Newly minted junior Texas Senator Ted Cruz jumps on Cornyn's bandwagon:
"You fast-forward to the debt ceiling. I think that’s the mirror image of the fiscal cliff, because the default, if nothing happens, is that the debt ceiling is not raised.
"And what that means — it doesn’t mean, as some who would demagogue this issue suggest, it doesn’t mean a default on our debt. What not raising the debt ceiling would mean is a partial government shutdown. Roughly, 40 cents of every dollar the federal government spends is borrowed. If you don’t raise the debt ceiling, that 40 cents is temporarily stopped.
"Now, we did that in 1995. We didn’t default on our debt."
 No, Senator Cruz, that's not what we did in 1995, and you know it (and if you don't know it, holy crap). In 1995 the House refused to appropriate money for government use, causing elements of the government to shut down, one by one, until the Republicans, under pressure from the American people, blinked. Debt -- obligations -- was never affected. In today's scenario, with Republicans threatening to refuse to raise the debt ceiling, something very different happens. The Treasury is forced to pay Congress's bills -- for that's what they are -- with whatever revenue comes into the Treasury day by day, and the bills it chooses to pay are those bills coming due that day. If there's a shortfall, and there will be, some don't get paid. If it's Social Security payments, they don't get paid. If it's veterans' benefits, they don't get paid. If it's government debt obligations, the U.S. defaults, pure and simple. Hey, Republicans: smart, real smart.

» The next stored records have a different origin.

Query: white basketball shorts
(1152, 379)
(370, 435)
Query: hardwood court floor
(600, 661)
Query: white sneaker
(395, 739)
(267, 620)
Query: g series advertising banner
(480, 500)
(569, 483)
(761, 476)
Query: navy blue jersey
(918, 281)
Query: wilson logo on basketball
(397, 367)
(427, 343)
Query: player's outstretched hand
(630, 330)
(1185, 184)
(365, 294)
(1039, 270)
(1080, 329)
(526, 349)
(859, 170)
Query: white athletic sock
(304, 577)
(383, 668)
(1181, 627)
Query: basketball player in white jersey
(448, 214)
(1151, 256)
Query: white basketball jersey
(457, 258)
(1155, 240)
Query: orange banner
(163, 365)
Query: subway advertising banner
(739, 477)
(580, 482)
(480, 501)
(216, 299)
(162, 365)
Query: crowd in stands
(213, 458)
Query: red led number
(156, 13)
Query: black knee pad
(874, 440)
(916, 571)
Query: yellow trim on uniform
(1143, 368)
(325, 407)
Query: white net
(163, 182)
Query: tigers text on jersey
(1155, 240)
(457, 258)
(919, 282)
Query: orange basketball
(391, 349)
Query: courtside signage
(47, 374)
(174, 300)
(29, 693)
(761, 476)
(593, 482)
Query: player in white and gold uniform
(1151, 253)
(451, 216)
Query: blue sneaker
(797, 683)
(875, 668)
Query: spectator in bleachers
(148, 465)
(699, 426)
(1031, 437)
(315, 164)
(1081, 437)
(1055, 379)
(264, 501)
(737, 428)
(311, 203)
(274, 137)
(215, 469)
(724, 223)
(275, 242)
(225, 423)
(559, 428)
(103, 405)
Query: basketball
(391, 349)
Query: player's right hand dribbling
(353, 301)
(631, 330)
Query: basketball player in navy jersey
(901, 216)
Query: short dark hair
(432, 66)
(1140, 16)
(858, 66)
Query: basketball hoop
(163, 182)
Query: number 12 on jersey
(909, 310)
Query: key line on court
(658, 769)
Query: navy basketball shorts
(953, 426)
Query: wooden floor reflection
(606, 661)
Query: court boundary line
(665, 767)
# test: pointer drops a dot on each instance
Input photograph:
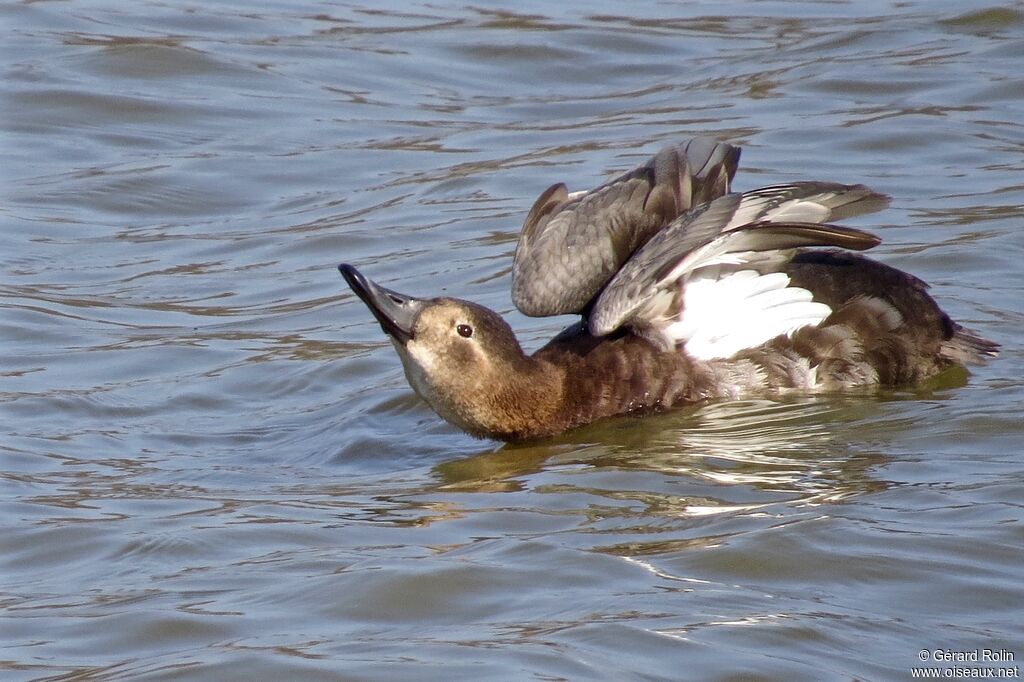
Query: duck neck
(522, 403)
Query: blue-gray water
(214, 469)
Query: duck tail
(967, 347)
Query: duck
(686, 292)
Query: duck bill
(395, 312)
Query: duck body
(725, 299)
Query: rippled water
(213, 467)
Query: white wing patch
(744, 309)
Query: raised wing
(571, 245)
(712, 280)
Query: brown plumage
(725, 300)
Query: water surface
(213, 467)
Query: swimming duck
(687, 292)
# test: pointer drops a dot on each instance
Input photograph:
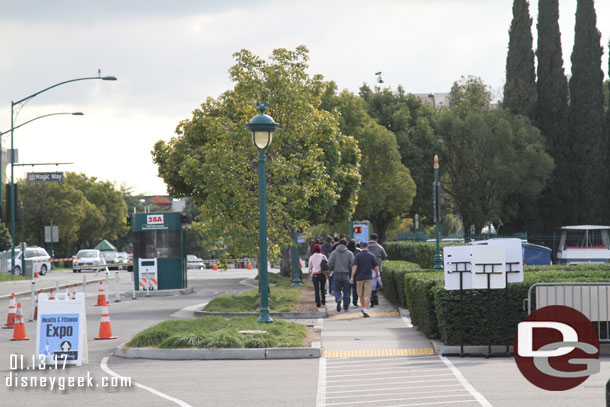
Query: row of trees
(337, 155)
(85, 209)
(571, 115)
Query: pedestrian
(317, 276)
(351, 246)
(340, 263)
(364, 262)
(379, 252)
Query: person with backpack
(340, 263)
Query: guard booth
(159, 240)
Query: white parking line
(105, 368)
(482, 400)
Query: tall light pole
(12, 130)
(438, 260)
(262, 127)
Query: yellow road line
(368, 353)
(359, 315)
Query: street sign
(45, 177)
(51, 234)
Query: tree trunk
(285, 263)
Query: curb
(217, 354)
(165, 293)
(279, 315)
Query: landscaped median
(436, 311)
(236, 337)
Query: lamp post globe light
(262, 127)
(12, 130)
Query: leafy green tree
(411, 122)
(552, 118)
(312, 169)
(520, 87)
(105, 216)
(387, 188)
(494, 159)
(588, 137)
(59, 204)
(5, 237)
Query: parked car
(194, 262)
(42, 260)
(89, 257)
(111, 258)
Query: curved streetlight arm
(104, 78)
(40, 117)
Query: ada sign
(154, 220)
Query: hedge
(436, 311)
(421, 253)
(392, 280)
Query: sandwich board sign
(488, 266)
(61, 330)
(457, 264)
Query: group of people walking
(353, 272)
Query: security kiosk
(159, 248)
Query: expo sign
(557, 348)
(155, 220)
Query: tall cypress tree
(552, 112)
(520, 88)
(587, 119)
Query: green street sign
(45, 177)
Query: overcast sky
(169, 56)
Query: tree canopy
(312, 168)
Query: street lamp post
(438, 260)
(12, 130)
(262, 127)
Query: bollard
(147, 283)
(33, 305)
(117, 294)
(133, 286)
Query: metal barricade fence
(591, 299)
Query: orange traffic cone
(101, 297)
(105, 328)
(36, 308)
(19, 331)
(10, 319)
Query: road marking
(367, 353)
(359, 315)
(105, 368)
(321, 399)
(482, 400)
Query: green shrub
(420, 301)
(391, 278)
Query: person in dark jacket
(340, 263)
(351, 246)
(364, 263)
(379, 252)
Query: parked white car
(41, 259)
(89, 257)
(194, 262)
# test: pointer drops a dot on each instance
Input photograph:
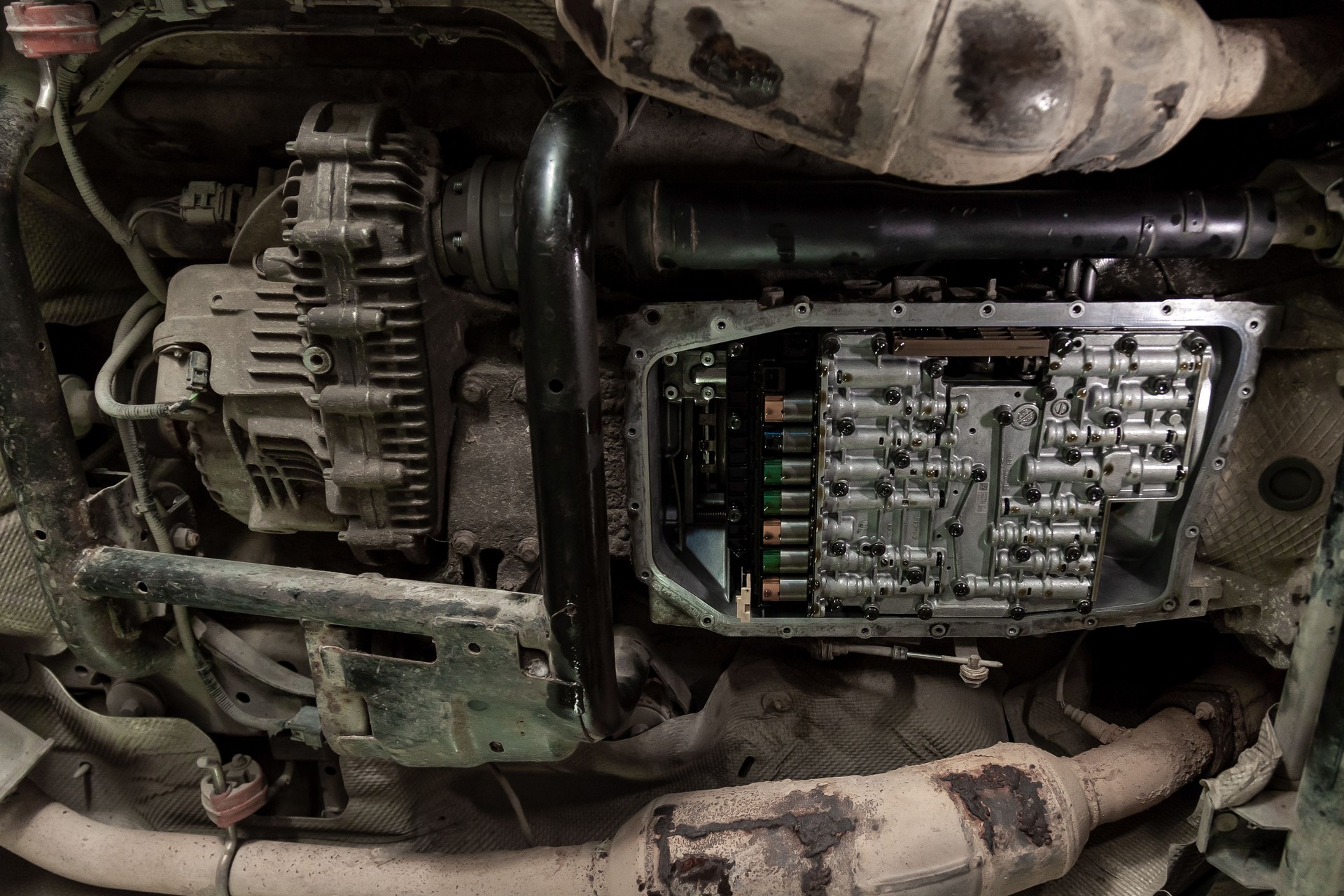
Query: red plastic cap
(51, 30)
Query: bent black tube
(39, 447)
(558, 298)
(816, 226)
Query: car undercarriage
(651, 448)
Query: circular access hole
(1291, 484)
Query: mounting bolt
(528, 550)
(472, 388)
(463, 542)
(185, 538)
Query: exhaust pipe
(981, 824)
(962, 92)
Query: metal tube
(558, 298)
(39, 447)
(925, 827)
(809, 226)
(1317, 641)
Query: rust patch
(746, 74)
(819, 821)
(1011, 70)
(1003, 799)
(705, 874)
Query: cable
(1098, 729)
(139, 255)
(128, 340)
(515, 802)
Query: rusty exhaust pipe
(981, 824)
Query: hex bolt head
(185, 538)
(472, 388)
(528, 550)
(463, 542)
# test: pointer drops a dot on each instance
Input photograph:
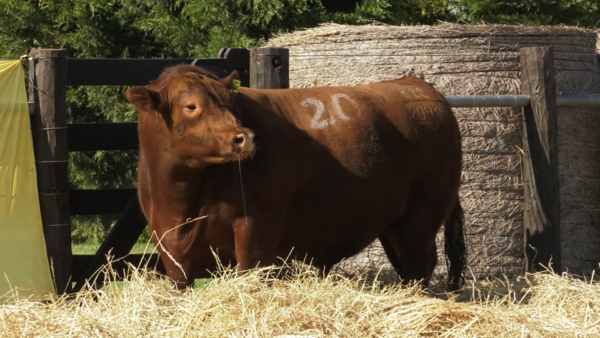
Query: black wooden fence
(51, 71)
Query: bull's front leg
(255, 243)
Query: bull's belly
(321, 237)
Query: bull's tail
(454, 247)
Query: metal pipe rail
(519, 101)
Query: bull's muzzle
(245, 143)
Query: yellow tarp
(23, 259)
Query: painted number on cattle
(317, 122)
(416, 93)
(425, 110)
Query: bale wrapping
(477, 60)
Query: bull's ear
(143, 99)
(232, 82)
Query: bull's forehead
(205, 88)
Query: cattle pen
(51, 71)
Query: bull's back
(363, 124)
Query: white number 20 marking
(316, 122)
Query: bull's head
(186, 115)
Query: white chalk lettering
(417, 93)
(315, 123)
(335, 101)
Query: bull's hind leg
(410, 245)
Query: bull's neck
(175, 191)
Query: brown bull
(329, 171)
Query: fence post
(269, 68)
(48, 89)
(540, 161)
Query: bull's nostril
(239, 140)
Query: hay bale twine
(477, 60)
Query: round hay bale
(477, 60)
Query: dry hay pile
(477, 60)
(306, 305)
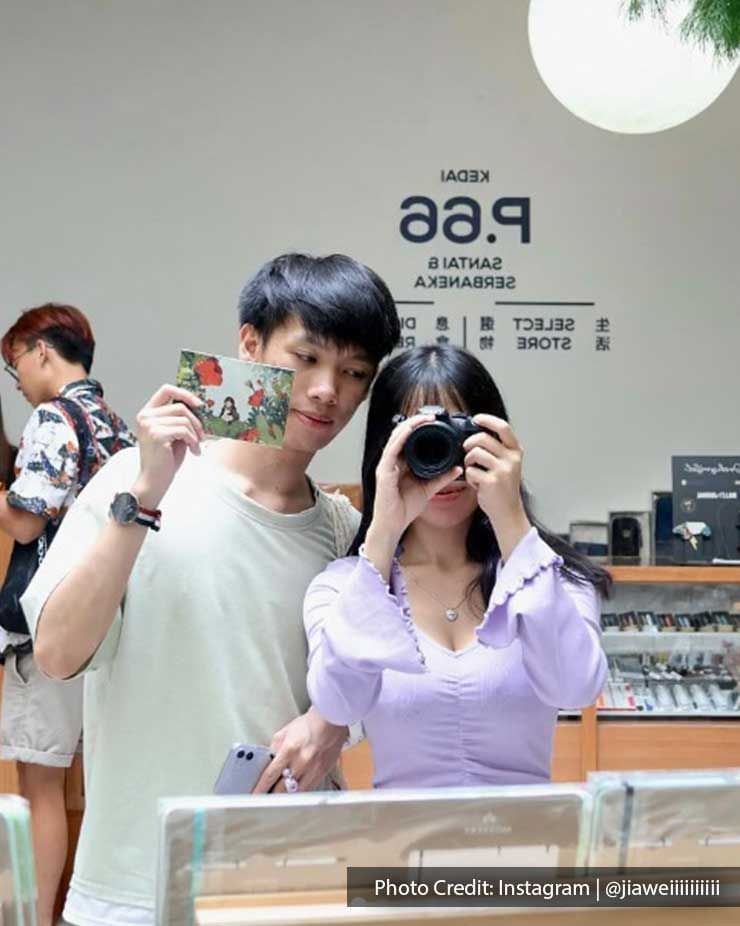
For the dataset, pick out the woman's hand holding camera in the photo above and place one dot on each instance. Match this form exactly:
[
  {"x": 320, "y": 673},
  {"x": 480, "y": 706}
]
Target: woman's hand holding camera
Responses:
[
  {"x": 167, "y": 427},
  {"x": 400, "y": 497},
  {"x": 493, "y": 467}
]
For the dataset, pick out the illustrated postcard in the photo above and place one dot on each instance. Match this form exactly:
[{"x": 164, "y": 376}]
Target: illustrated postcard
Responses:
[{"x": 242, "y": 400}]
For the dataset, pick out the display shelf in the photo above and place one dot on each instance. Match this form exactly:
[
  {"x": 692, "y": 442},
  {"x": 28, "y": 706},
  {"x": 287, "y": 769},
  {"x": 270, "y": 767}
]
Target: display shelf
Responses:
[{"x": 675, "y": 574}]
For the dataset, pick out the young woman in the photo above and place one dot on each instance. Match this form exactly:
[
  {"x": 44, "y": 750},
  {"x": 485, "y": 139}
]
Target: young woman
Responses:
[{"x": 460, "y": 626}]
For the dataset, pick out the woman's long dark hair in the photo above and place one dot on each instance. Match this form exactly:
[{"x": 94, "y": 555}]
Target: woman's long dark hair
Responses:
[{"x": 438, "y": 375}]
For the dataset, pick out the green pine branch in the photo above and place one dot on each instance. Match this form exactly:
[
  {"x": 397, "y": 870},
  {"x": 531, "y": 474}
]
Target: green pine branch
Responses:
[{"x": 713, "y": 23}]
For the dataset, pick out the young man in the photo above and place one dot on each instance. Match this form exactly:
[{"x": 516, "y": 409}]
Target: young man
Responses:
[
  {"x": 49, "y": 352},
  {"x": 194, "y": 633}
]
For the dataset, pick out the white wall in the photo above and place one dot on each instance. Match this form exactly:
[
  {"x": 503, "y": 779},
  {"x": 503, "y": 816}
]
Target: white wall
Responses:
[{"x": 154, "y": 154}]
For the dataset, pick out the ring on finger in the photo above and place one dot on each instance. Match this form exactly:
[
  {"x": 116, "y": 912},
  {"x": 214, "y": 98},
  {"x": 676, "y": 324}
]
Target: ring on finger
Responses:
[{"x": 291, "y": 782}]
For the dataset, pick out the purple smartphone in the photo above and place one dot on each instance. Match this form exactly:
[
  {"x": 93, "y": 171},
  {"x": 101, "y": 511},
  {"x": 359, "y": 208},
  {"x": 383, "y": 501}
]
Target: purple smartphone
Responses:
[{"x": 243, "y": 766}]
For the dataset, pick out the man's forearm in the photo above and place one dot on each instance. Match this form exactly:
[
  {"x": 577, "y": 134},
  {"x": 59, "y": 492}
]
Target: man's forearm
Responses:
[{"x": 79, "y": 612}]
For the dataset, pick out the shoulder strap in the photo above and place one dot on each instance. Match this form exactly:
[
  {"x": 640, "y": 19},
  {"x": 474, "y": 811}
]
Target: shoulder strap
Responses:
[{"x": 89, "y": 454}]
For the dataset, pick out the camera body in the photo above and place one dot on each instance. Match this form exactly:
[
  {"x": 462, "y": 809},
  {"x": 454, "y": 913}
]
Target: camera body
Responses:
[{"x": 434, "y": 448}]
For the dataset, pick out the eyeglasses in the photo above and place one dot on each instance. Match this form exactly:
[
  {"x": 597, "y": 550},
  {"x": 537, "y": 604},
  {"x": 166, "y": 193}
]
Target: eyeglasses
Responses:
[{"x": 10, "y": 368}]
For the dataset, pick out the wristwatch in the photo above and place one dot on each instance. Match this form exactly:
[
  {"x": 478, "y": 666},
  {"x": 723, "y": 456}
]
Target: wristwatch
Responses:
[{"x": 125, "y": 509}]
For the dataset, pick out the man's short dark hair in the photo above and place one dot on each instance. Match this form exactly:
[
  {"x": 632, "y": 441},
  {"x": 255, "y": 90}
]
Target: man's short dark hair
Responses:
[{"x": 336, "y": 298}]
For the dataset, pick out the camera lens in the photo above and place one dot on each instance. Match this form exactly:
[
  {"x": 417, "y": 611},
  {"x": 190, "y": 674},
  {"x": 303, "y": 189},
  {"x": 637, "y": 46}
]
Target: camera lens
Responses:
[{"x": 432, "y": 449}]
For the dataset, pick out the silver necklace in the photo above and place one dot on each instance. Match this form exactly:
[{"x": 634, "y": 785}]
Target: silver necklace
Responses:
[{"x": 451, "y": 614}]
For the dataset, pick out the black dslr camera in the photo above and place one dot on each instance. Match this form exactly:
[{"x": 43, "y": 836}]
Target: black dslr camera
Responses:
[{"x": 434, "y": 448}]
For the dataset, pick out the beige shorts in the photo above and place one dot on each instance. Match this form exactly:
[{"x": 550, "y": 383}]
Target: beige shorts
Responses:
[{"x": 40, "y": 719}]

Once financial markets don't know they can count on U.S. paying its obligations, the whole world panics, all at once.

Hey, I'm almost nobody in this scenario, but in various funds and investments, I own government bonds. What are they then worth? Who knows??

I just pointed out the views of just the two Republican senators from Texas, which amounts to, hey, if we don't pay our bills, at least we won't be Greece. What?

I could go on, but it's better you just sample what's going on in the news. Below are some links. As you check them out, keep this in mind. The Republicans have volunteered nothing except threats to shut the government down and default on our obligations if President Obama and Democrats don't agree to cut Social Security, Medicare, and Medicaid, and, what's more, Republicans insist Obama make all the offers, so Republican fingerprints aren't on the cuts.

That's how they roll. More:

A good overview of the Republican threat at the American Prospect.

Eric Cantor's view at ThinkProgress.

Senator Rand Paul, R-KY will only raise the debt ceiling if a balanced budget amendment is passed. Aside from such an amendment throwing us back into a steep recession, it also will never happen, mostly because Republicans don't even want one (see the past thirty years).

Final nugget: Greg Sargent at WaPo points out the emptiness of the debt ceiling threat. If it's empty, what then is the Republican position on anything? I mean, hate old people, the poor, the gay, and love guns, more guns, love Latinos except stay away, go away, well, is that a philosophy or a recipe for irrelevance?

Texas hyperconservative rising star Ted Cruz: At least I'm Latino, sort of, right?